History isn't perfectly predictable like math, but events flow from one to another. You can see the logic and you can anticipate future possibilities.

<snip>

events might be unpredictable, but they do have a rhyme and reason. But even a granular exchange isn't total chaos. We can follow a conversation between two people and understand how it gets from point A to B to C. And when we run a game we simply doing our best to achieve that kind of fidelity to what is plausible
If you were GMing a game of subversives and insurrectionists in the early 20th century Balkans, would you extrapolate from the assassination of the Archduke to the death of many many millions of soldiers across Europe and its near neighbours, and the collapse of the German, Austro-Hungarian, Turkish and Russian governments?

I had conversations yesterday which ended up in places I didn't predict at the start.
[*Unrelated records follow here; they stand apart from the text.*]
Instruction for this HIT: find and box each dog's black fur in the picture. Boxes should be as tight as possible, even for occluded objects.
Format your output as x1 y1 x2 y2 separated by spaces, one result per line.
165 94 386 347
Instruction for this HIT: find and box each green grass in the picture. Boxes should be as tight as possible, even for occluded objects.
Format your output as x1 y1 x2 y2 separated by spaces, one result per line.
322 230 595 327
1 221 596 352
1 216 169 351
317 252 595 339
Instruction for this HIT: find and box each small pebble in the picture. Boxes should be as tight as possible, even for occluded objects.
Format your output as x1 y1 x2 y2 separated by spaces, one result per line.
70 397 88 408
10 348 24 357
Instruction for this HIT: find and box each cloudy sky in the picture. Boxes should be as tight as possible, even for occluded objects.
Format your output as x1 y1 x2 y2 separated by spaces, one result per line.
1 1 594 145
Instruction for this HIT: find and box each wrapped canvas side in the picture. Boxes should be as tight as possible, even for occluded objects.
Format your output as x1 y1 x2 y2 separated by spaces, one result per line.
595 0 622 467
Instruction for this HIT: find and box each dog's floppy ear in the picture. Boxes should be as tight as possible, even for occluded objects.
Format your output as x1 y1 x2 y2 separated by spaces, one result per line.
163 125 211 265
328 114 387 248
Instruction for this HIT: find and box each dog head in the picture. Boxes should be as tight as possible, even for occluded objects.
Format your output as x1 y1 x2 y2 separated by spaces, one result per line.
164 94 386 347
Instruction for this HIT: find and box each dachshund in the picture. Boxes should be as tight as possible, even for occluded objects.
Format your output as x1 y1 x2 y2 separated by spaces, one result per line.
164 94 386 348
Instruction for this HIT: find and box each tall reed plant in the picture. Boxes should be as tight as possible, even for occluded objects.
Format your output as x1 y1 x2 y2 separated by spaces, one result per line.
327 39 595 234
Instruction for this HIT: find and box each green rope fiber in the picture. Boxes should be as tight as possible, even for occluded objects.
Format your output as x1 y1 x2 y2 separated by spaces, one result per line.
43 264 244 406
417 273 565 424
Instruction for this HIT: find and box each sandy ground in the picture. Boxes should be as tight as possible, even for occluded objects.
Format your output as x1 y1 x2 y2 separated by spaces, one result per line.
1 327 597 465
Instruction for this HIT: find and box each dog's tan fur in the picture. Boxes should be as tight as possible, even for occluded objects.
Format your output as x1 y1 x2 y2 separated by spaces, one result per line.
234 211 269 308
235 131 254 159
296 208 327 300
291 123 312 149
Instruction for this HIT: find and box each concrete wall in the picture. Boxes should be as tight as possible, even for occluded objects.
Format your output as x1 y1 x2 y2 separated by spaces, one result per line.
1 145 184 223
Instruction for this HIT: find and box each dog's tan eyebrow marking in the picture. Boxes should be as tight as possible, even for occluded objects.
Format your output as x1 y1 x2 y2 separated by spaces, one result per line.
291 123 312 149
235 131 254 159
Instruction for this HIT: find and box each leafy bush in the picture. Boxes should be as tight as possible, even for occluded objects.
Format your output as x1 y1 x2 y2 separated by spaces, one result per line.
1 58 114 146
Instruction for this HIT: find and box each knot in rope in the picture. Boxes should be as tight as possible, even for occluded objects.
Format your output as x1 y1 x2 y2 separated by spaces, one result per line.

Plausibility is not a constraint that yields unique answers. Anticipation of possibilities likewise does not yield unique answers. That's why the language of "model" is misleading, once we get beyond a map which might permit simple distance and timescale calculations- and even those are very limited (eg I don't know of any version of D&D that allows for sprained ankles causing a change in a PC's movement rate).

if you accept the notes as a kind of model, then surely you can't reject my argument that there is a mental modeling going on.
There's no model. There's a description of an imagined place or situation. Which is then referred to to facilitate framing and, in some approaches to RPGing, resolution.

No one is saying you can extract information about he model that the GM hasn't told you. But you could explore it room to room and get a sense of the overall structure based on what is emerging, provided he is accurately conveying the model details to you.
The phrase what is emerging is just euphemism for what the GM tells the players. Exploring room to room just means declaring actions that provoke the GM to do some of that telling. Getting a sense of the overall structure is another way of saying learn what the GM is imagining abot the house.

And if the GM hasn't written down whether the dining table is oak or pine, there is no "model" that will answer that question. Someone will have to make a decision.